Wednesday, June 19, 2024

Analysis | Our flawed comparisons of the mental faculties of Biden and Trump

Analysis | Our flawed comparisons of the mental faculties of Biden and Trump

A Wall Street Journal article last week set off a new round of teeth-gnashing about coverage of President Biden’s age. And more than a few Democrats asked why Trump’s unwieldy behavior wasn’t getting the same treatment.

This is the former president, after all, who has felt compelled to take and tout the results of a simple cognitive test commonly used to test for dementia, and who once saw fit to christen himself a “stable genius.” Trump will often engage in bizarre riffs, including the one this weekend comparing the dangers of submerged batteries to sharks.

But whatever the reasons, it’s evident that concerns about Biden’s age and mental capacity outpace concerns about Trump’s stability — both what it is today and what it was when Trump’s conduct was more front-and-center for voters to observe as president.

That didn’t used to be the case, but it is now.

Some comparisons of the two men’s mental capacities miss the mark a bit. Polls will often ask about the candidates’ ages or who has the edge on measures like “mental fitness” or “mental health.”

A CBS News/YouGov poll this weekend showed 42 percent said only Trump had the requisite “mental and cognitive health to serve as president,” for instance, while 25 percent said only Biden did. Similarly, a recent ABC News/Ipsos poll showed voters preferred Trump 42-23 on “mental sharpness.”

The better comparison, though, might be Biden’s age and mental fitness to perceptions of Trump’s stability. After all, that was the big mark against him with many voters as president. It wasn’t that Trump was old or mentally dull; it was that his behavior was bizarre. A Washington Post/ABC News poll in 2018, for instance, showed 47 percent of voters didn’t believe that the “stable” portion of “stable genius” applied to Trump. Ditto a Quinnipiac University poll. About half of Americans thought we had an unstable president.

When you frame things on terms like those, things get a little closer.

Perhaps the best recent poll on this is from NBC News, back in April. It asked multiple questions that get at voters’ faith in the candidates’ decision-making:

  • When people were asked which was better on the “mental and physical health” to serve as president, they said Trump, by 19 points (45-26).
  • But when it came to being “competent and effective,” Trump’s lead shrank to 11 (47-36).
  • And when the “ability to handle a crisis” was the question, the result was much closer, with Trump leading by just four points (46-42).

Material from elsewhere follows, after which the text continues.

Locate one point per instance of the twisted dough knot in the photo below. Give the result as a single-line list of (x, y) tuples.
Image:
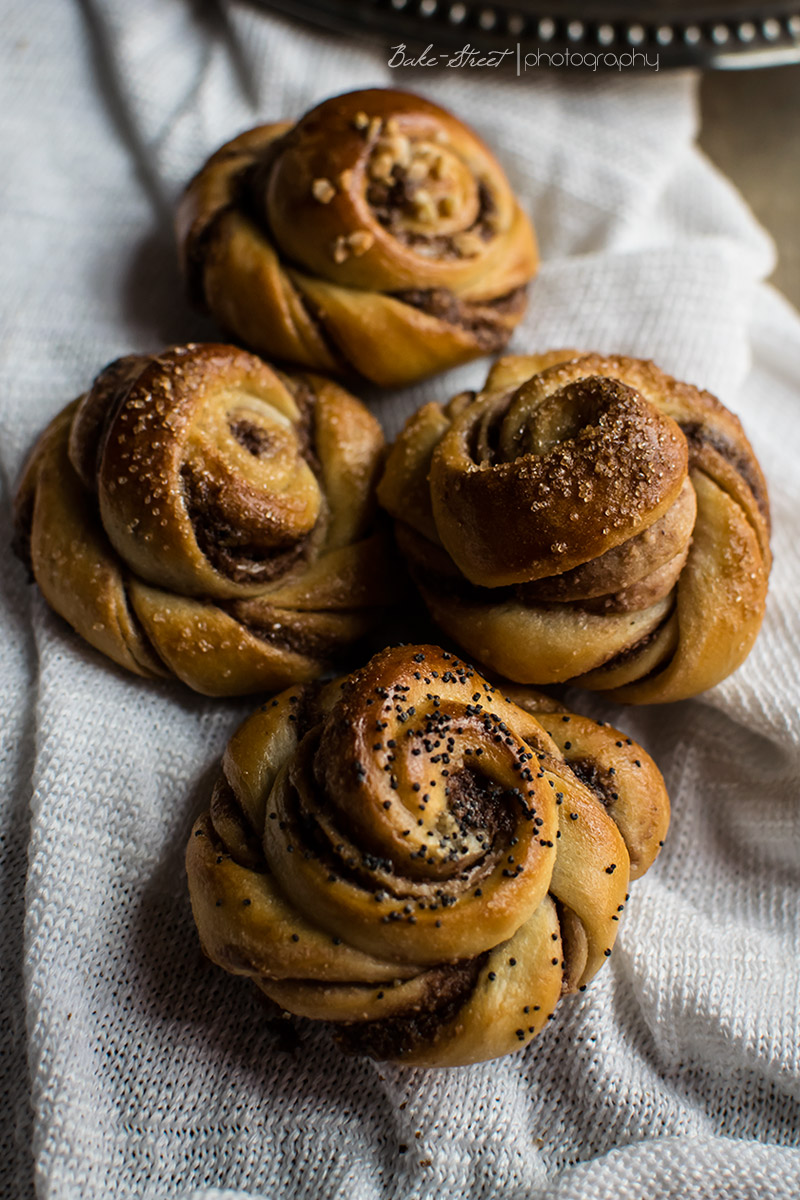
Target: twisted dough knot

Similarly, a March Gallup poll showed the candidates as very close on some related measures. Fully 56 percent said each man was “intelligent,” while Trump held a narrow edge on displaying “good judgment in a crisis” (45-40).

And a Fox News poll last year showed a relatively small gap between the percentage of people who viewed Biden (38 percent) and Trump (42 percent) as having the “judgment to serve effectively as president.”

It seems when voters’ frames of reference are age and how sharp a candidate is or presents as being, Biden is at a clear deficit. But when decision-making and judgment are the frame, it’s not such a huge advantage for Trump.

That said, it’s an advantage Trump didn’t have in 2020. The same NBC poll questions back then showed voters were about evenly split or favored Biden on each of the three questions bulleted above. The Fox poll showed 52 percent of voters in July 2020 said Biden had the judgment to serve effectively, compared to just 42 percent for Trump. Now Trump leads on all of these measures.

Perhaps most significantly, the percentage of voters who expressed serious reservations about Biden’s age (81 percent say he’s too old, per the ABC poll) and mental fitness (more than 6 in 10 say he’s not mentally fit for the job, per a recent Pew poll) is greater than the percentage who ever expressed reservations about Trump’s stability or judgment (about half or a little more).

This isn’t just about voters not getting the full, updated picture of Trump’s mental state. That was covered extensively once upon a time and will be available for voters to reassess in the months to come, starting with the first debate in a couple of weeks. But will that new exposure offset Biden’s liabilities on this front? The polling history suggests it probably won’t.